The College Board released its annual SAT Report on College and Career Readiness today, announcing that just 43% of the roughly 1.6 million 2013 high school graduates who took the SAT met college readiness benchmarks.
In the wake of the announcement, education news outlets across the country bemoaned the stagnant SAT scores, citing the figure as further proof of the education woes that continue to plague our students. Ironically, if you compare the College Board’s numbers with those released by ACT, Inc. last month, this report almost seems to be good news: ACT reported that only 26% of the 1.8 million students who took the ACT are college ready. And, while SAT scores remained flat, ACT scores were the lowest in 5 years.

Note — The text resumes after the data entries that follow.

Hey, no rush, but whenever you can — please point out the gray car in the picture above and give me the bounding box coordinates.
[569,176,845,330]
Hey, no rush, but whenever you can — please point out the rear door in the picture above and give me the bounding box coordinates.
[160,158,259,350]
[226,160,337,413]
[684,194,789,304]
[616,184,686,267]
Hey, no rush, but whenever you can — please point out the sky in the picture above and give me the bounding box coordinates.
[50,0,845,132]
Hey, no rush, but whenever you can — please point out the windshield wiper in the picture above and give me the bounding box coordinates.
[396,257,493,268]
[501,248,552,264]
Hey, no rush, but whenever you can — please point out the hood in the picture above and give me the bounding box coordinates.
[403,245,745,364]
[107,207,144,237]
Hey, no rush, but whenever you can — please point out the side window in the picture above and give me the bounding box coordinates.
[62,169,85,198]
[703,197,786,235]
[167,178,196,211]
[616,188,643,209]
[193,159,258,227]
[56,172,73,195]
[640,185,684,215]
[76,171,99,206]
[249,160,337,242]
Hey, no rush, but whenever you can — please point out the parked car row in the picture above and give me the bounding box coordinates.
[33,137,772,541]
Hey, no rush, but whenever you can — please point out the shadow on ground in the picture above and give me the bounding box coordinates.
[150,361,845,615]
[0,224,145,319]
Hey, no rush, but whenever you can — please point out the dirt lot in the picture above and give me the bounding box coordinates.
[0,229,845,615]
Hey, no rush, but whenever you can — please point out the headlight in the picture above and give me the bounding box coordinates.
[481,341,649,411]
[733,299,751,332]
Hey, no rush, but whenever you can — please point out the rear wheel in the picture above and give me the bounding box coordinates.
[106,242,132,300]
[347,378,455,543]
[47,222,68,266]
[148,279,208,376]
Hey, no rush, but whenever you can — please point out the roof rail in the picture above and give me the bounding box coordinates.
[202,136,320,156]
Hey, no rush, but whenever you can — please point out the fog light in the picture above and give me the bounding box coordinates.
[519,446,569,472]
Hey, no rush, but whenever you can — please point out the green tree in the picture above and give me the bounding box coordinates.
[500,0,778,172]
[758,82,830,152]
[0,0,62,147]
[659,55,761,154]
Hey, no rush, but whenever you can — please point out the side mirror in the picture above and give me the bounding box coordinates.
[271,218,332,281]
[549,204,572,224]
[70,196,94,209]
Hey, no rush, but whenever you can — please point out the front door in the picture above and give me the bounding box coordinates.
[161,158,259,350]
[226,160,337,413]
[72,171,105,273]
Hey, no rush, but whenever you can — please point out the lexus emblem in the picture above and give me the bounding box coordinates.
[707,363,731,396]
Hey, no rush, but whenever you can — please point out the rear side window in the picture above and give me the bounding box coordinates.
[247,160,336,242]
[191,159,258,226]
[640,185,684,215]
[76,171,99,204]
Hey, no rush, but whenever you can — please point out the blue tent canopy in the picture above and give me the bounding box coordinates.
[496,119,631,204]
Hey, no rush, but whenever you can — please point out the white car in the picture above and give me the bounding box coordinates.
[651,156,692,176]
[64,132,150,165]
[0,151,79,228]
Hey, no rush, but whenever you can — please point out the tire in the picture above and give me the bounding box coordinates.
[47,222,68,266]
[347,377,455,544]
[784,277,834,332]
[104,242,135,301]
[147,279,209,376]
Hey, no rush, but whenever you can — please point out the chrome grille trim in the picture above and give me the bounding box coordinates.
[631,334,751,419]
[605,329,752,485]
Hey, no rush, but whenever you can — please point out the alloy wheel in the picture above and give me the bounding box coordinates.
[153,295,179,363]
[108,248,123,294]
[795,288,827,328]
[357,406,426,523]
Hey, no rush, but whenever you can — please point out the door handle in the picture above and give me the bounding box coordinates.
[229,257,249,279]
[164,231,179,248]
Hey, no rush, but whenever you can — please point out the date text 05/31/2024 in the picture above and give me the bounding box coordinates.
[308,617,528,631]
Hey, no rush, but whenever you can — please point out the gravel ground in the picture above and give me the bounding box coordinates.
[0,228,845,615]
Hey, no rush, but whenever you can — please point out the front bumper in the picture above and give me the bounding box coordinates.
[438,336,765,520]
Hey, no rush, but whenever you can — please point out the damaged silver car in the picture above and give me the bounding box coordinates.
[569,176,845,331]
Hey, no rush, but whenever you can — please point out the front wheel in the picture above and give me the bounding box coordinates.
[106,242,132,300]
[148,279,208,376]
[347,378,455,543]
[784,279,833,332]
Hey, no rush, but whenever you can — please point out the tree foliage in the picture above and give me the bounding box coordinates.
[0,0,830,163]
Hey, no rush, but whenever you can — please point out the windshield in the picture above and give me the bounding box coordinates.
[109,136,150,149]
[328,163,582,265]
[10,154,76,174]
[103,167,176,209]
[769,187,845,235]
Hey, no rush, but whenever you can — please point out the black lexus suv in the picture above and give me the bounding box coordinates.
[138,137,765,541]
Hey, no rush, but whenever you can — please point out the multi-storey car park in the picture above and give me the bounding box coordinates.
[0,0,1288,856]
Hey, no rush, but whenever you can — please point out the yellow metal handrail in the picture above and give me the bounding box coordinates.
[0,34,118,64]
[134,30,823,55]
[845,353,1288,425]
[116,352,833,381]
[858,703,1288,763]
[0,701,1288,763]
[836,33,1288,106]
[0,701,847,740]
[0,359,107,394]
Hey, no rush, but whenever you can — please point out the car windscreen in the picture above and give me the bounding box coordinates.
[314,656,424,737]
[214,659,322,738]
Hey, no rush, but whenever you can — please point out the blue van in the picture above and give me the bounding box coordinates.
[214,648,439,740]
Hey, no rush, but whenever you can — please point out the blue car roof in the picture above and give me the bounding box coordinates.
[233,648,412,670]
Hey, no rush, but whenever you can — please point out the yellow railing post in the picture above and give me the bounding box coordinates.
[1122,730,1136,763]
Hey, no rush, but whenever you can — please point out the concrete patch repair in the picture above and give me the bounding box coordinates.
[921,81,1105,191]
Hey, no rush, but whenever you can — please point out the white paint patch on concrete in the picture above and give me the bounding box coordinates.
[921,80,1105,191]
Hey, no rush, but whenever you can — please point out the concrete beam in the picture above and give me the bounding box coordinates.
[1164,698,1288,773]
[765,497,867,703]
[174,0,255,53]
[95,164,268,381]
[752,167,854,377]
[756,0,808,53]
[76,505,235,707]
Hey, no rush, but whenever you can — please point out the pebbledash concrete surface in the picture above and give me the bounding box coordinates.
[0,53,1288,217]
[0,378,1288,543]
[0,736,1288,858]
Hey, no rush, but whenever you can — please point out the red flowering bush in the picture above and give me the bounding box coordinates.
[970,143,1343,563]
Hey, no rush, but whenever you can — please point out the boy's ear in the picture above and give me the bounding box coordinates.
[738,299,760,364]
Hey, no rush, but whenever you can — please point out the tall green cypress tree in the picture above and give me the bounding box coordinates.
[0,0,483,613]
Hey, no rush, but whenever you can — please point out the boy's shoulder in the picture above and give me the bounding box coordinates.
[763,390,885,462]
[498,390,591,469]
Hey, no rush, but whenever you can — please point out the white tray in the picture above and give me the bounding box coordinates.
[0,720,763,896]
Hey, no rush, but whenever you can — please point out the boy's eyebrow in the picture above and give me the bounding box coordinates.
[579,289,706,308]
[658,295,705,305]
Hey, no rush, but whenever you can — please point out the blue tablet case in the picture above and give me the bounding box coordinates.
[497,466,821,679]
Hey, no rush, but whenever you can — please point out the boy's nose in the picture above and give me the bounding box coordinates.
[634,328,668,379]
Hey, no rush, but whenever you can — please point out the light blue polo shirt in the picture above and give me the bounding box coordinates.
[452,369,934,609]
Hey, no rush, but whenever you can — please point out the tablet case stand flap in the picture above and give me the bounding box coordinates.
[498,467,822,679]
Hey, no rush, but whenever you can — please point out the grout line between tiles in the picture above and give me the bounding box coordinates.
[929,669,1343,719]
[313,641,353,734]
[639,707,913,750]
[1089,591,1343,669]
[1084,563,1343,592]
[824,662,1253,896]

Many in the education world question the value of the SAT and the ACT in terms of predicting future academic success, but other numbers paint a similarly dismal picture of college readiness. Most notably, a study completed by Complete College America shows that nearly 50% of students enrolled in 2-year programs and 20% of students enrolled in 4-year programs are required to take remedial courses before beginning college-level work. In other words, even if we were to completely disregard test scores as a measure of college readiness, colleges themselves have identified a massive proportion of students as underprepared.
But there is a silver lining: Among those students the College Board has deemed college ready, 84% completed a core curriculum and 79% took AP or honors courses. These numbers indicate that students who routinely challenge themselves by seeking rigorous coursework are most likely to be fully prepared for college-level material. We have often seen this trend among C2 students. Those students who take AP or other advanced coursework tend to perform better on standardized tests and in their college courses than those who took easier courses, regardless of the grades students earned in those courses. This would suggest that one key to being fully prepared for college is course rigor, which is why colleges now rank course rigor as one of the most important factors for admission.